Era uma espécie de hangar adaptado. Dentro, pelo menos uma dúzia de pessoas trabalhava em bancadas ou limpava armas. Estavam todos sob o emblema de um lobo entalhado em metal. Era ali, no coração do setor, que a família Sesar mantinha sua força. Havia caixas empilhadas, estufas de mantimentos, e até uma miniatura de arena circular no fundo.
E a quantidade de pessoas também não era pouca. Se fosse comparar, era praticamente a mesma quantidade da Vanguarda e metade dos Técnicos que tinha no Nokia. E trabalhavam em algo pesado pela quantidade de papéis que estudavam, e alguns rolos estranhamente interligados em circuitos.
Mas antes que Dante pudesse explorar com os olhos, uma voz ríspida cortou o ambiente.
— Quem é esse?
Todos pararam.
Um homem se aproximava do fundo da base, com passos pesados e expressão dura. Era alto, de cabelo escuro cortado rente, barba curta e olhar fulminante. Usava um casaco aberto que exibia o colete reforçado por baixo, e na cintura carregava duas pistolas idênticas presas a um cinto de couro envelhecido. Seu nome estava bordado na gola: Valter Sesar.

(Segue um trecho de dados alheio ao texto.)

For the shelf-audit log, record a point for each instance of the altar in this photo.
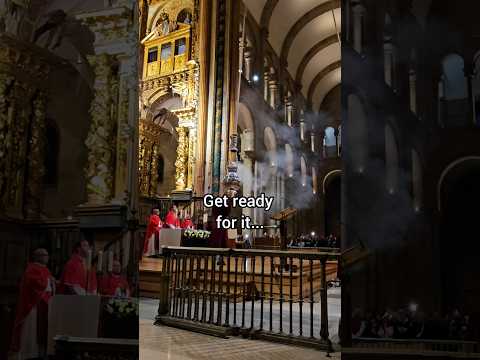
(91, 317)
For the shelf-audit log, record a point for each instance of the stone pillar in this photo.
(36, 157)
(288, 111)
(101, 138)
(273, 89)
(266, 80)
(126, 172)
(358, 13)
(248, 61)
(388, 61)
(192, 142)
(412, 79)
(181, 164)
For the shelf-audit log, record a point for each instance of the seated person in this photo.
(171, 220)
(114, 283)
(187, 223)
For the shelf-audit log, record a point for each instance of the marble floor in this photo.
(160, 342)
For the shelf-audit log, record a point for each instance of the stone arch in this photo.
(391, 160)
(289, 160)
(446, 171)
(417, 181)
(454, 81)
(357, 135)
(303, 171)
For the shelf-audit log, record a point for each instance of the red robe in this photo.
(110, 283)
(171, 219)
(32, 293)
(154, 225)
(187, 224)
(75, 273)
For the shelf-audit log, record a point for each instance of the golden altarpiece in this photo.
(169, 75)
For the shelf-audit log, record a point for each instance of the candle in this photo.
(100, 261)
(110, 261)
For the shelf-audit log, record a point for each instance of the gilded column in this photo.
(192, 141)
(18, 114)
(5, 134)
(101, 139)
(152, 191)
(36, 156)
(181, 163)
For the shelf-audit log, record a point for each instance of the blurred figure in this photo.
(187, 222)
(115, 284)
(30, 329)
(152, 237)
(171, 220)
(76, 278)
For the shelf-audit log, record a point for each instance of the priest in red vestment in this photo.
(151, 244)
(30, 329)
(115, 284)
(77, 279)
(171, 220)
(187, 223)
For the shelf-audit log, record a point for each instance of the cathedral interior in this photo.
(358, 117)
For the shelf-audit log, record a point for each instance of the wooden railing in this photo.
(417, 345)
(273, 295)
(68, 348)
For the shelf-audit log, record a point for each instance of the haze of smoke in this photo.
(275, 162)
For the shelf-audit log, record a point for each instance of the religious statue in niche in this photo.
(164, 23)
(12, 14)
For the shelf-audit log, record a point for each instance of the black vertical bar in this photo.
(244, 283)
(227, 300)
(205, 290)
(300, 301)
(190, 288)
(252, 292)
(282, 262)
(311, 298)
(184, 280)
(177, 272)
(323, 301)
(262, 295)
(172, 284)
(271, 292)
(235, 293)
(290, 300)
(220, 293)
(212, 291)
(197, 288)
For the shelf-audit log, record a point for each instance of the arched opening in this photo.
(391, 160)
(330, 142)
(460, 195)
(333, 205)
(357, 135)
(454, 107)
(158, 147)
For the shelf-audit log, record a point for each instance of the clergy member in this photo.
(76, 278)
(187, 222)
(115, 284)
(30, 329)
(151, 244)
(171, 220)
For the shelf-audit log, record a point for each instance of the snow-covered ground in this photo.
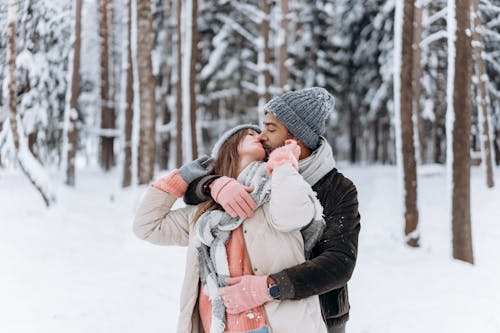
(78, 268)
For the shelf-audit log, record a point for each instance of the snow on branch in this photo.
(442, 34)
(493, 23)
(491, 34)
(492, 61)
(433, 18)
(251, 87)
(220, 47)
(493, 90)
(488, 7)
(238, 28)
(251, 12)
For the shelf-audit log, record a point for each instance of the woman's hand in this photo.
(172, 183)
(233, 196)
(289, 153)
(195, 169)
(177, 181)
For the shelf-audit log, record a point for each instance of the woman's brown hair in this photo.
(226, 163)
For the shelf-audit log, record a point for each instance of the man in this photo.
(299, 115)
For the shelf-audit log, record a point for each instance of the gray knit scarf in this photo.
(214, 228)
(318, 164)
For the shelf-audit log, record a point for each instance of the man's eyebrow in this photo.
(268, 123)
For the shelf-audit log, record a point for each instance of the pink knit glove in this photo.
(245, 293)
(289, 153)
(233, 196)
(172, 183)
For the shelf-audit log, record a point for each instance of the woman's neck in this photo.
(244, 162)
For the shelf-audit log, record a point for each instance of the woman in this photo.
(221, 247)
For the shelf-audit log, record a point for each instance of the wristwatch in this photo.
(274, 291)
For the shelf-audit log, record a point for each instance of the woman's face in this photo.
(250, 146)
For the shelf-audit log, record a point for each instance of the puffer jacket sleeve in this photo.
(156, 222)
(292, 203)
(334, 256)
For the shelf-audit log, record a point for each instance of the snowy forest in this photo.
(101, 97)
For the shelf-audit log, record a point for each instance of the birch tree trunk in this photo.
(458, 125)
(166, 88)
(283, 47)
(129, 104)
(107, 103)
(179, 150)
(405, 137)
(29, 165)
(71, 113)
(192, 77)
(263, 61)
(265, 27)
(146, 92)
(483, 100)
(416, 84)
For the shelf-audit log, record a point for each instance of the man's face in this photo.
(273, 134)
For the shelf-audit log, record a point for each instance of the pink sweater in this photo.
(239, 264)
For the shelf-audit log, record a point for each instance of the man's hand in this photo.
(233, 196)
(246, 292)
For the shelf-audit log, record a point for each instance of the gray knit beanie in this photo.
(303, 112)
(229, 133)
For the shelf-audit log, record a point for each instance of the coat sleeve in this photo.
(156, 222)
(334, 256)
(292, 203)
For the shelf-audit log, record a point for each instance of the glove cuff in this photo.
(172, 183)
(280, 157)
(218, 185)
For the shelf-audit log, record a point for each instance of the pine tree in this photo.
(459, 123)
(403, 82)
(147, 135)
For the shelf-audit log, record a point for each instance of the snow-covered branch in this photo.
(252, 12)
(436, 16)
(442, 34)
(492, 61)
(238, 28)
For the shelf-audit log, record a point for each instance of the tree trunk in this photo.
(283, 47)
(483, 100)
(416, 84)
(107, 104)
(179, 152)
(166, 88)
(29, 165)
(496, 144)
(192, 77)
(266, 7)
(405, 138)
(73, 110)
(129, 104)
(459, 123)
(146, 92)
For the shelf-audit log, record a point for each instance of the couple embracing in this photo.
(270, 225)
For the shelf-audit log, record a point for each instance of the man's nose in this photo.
(261, 136)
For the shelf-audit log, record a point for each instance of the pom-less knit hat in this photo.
(229, 133)
(303, 112)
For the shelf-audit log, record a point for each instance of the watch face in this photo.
(274, 291)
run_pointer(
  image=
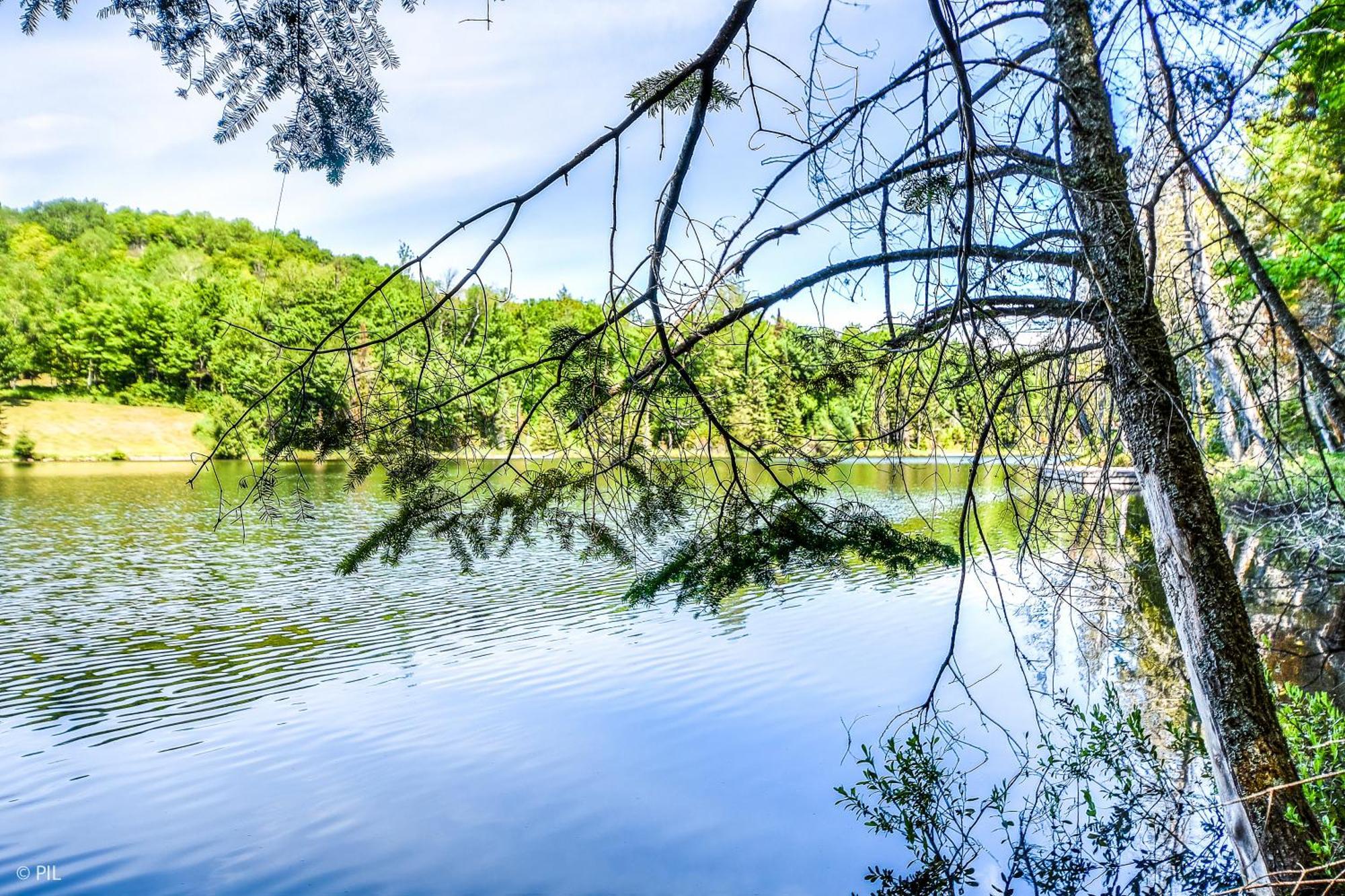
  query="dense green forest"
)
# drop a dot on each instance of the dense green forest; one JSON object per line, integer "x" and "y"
{"x": 186, "y": 310}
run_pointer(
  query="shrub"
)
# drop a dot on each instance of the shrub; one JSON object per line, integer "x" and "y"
{"x": 25, "y": 450}
{"x": 221, "y": 412}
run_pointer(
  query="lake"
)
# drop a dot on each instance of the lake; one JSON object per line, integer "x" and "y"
{"x": 219, "y": 712}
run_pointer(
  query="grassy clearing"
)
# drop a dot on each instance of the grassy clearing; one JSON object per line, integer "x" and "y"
{"x": 95, "y": 431}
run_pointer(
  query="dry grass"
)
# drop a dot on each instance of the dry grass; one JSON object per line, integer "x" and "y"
{"x": 88, "y": 431}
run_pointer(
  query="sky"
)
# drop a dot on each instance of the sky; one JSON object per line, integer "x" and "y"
{"x": 477, "y": 115}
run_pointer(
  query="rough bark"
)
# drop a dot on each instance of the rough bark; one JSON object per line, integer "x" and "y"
{"x": 1234, "y": 397}
{"x": 1319, "y": 374}
{"x": 1237, "y": 709}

E pela postura, não gostava nada de gente nova.
— Dinastio… por que trouxe um estranho pra dentro da base sem aviso?
— Ele não é um estranho — respondeu Dinastio, firme. — É um recruta. Vai trabalhar conosco nos próximos contratos.

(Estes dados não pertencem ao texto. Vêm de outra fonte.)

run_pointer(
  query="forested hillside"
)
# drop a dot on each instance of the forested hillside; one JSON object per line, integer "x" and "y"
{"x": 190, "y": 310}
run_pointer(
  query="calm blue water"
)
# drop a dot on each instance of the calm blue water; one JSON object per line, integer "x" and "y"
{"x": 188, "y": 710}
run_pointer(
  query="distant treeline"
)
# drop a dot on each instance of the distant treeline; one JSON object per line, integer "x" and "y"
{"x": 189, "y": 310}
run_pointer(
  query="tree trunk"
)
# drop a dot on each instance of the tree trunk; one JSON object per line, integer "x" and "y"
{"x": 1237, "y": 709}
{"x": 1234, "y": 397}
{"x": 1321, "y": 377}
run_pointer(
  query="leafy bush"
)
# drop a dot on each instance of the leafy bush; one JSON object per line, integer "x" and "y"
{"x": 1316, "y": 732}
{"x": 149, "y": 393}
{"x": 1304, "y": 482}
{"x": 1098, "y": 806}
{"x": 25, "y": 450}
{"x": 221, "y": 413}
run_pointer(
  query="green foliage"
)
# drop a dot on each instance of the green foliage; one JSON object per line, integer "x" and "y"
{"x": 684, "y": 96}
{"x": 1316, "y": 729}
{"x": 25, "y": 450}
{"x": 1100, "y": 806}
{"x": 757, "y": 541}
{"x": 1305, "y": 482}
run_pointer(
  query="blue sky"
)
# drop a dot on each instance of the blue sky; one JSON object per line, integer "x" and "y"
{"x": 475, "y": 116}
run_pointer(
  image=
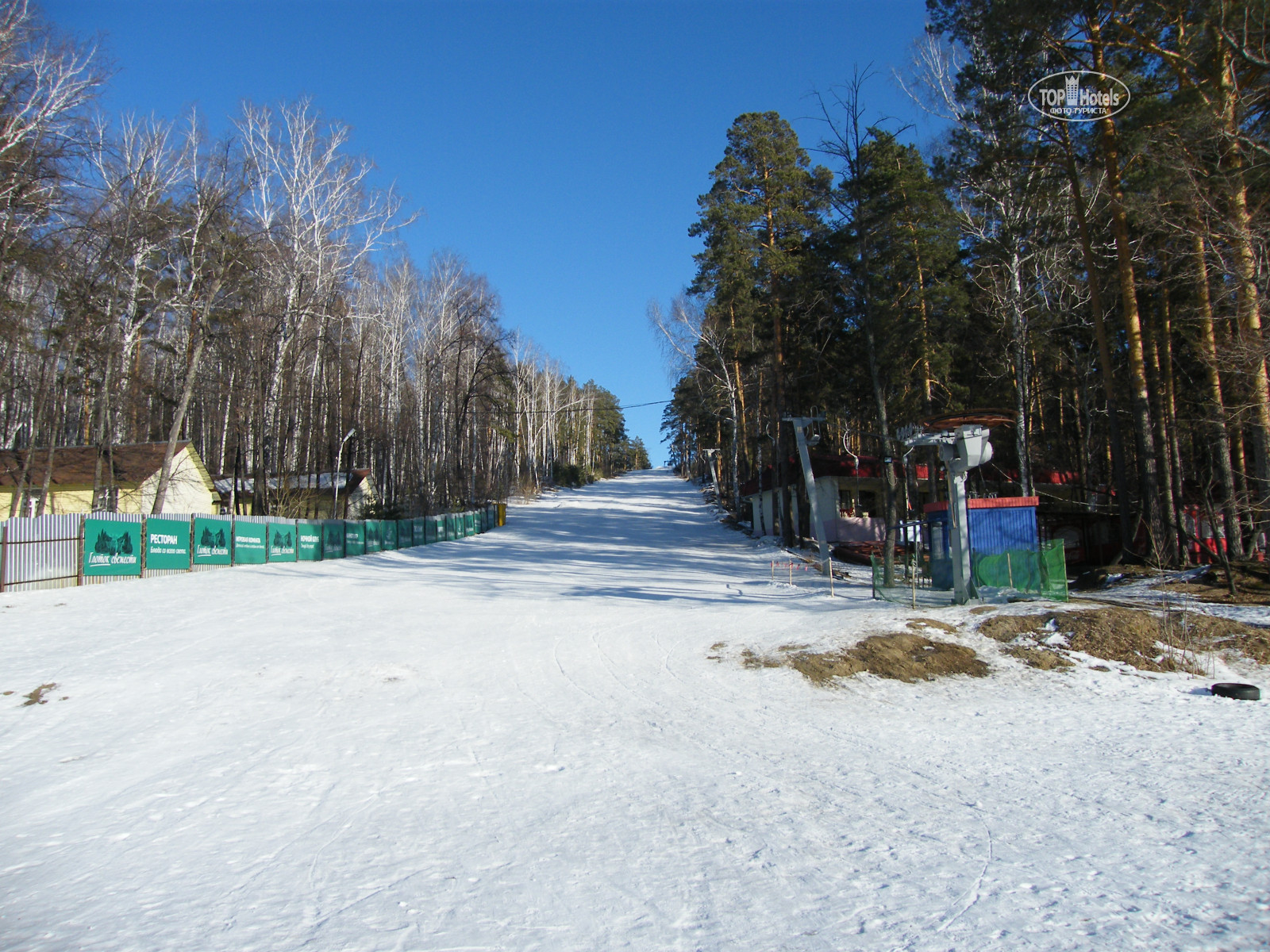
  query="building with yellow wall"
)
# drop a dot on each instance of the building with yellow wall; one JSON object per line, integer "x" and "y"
{"x": 129, "y": 475}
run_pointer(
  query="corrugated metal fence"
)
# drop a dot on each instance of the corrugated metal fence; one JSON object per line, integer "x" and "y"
{"x": 54, "y": 551}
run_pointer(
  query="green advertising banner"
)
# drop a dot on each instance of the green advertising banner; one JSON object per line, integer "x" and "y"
{"x": 249, "y": 547}
{"x": 167, "y": 543}
{"x": 213, "y": 541}
{"x": 112, "y": 547}
{"x": 355, "y": 539}
{"x": 333, "y": 539}
{"x": 281, "y": 541}
{"x": 308, "y": 543}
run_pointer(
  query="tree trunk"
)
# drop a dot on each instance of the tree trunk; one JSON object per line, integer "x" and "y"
{"x": 1119, "y": 474}
{"x": 1141, "y": 397}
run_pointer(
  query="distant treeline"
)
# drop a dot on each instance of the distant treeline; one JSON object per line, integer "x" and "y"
{"x": 251, "y": 294}
{"x": 1100, "y": 279}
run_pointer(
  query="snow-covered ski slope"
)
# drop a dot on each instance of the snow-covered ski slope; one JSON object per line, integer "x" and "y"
{"x": 520, "y": 742}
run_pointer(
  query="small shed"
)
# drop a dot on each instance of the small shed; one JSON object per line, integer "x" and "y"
{"x": 304, "y": 497}
{"x": 996, "y": 526}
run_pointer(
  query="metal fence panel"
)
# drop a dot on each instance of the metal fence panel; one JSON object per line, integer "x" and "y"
{"x": 41, "y": 552}
{"x": 281, "y": 539}
{"x": 213, "y": 539}
{"x": 249, "y": 546}
{"x": 333, "y": 539}
{"x": 308, "y": 541}
{"x": 355, "y": 539}
{"x": 112, "y": 547}
{"x": 167, "y": 543}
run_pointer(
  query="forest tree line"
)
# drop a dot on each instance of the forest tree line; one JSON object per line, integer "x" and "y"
{"x": 251, "y": 294}
{"x": 1103, "y": 281}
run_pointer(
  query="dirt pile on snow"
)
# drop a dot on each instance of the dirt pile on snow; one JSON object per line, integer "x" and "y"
{"x": 908, "y": 658}
{"x": 1146, "y": 640}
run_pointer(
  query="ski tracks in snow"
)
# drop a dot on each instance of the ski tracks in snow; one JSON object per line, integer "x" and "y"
{"x": 518, "y": 742}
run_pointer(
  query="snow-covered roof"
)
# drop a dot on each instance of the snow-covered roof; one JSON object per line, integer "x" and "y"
{"x": 317, "y": 482}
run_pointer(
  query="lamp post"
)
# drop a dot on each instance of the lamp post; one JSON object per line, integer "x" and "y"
{"x": 334, "y": 476}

Valter não desviou o olhar de Dante.
— Não parece um recruta. Parece alguém que fugiu de onde não devia. E o alarme tocando lá em cima? Coincidência demais. Você, pode me dizer de onde veio agora mesmo.
Dante manteve a postura, mas sentia o corpo se preparar para o combate, mesmo que silenciosamente.
— O nome dele é Hassini — completou Tron, um pouco nervoso. — A gente encontrou ele no setor médio, e ele se apresentou pra ajudar em missões. A gente tá com pouco braço na parte de coletas.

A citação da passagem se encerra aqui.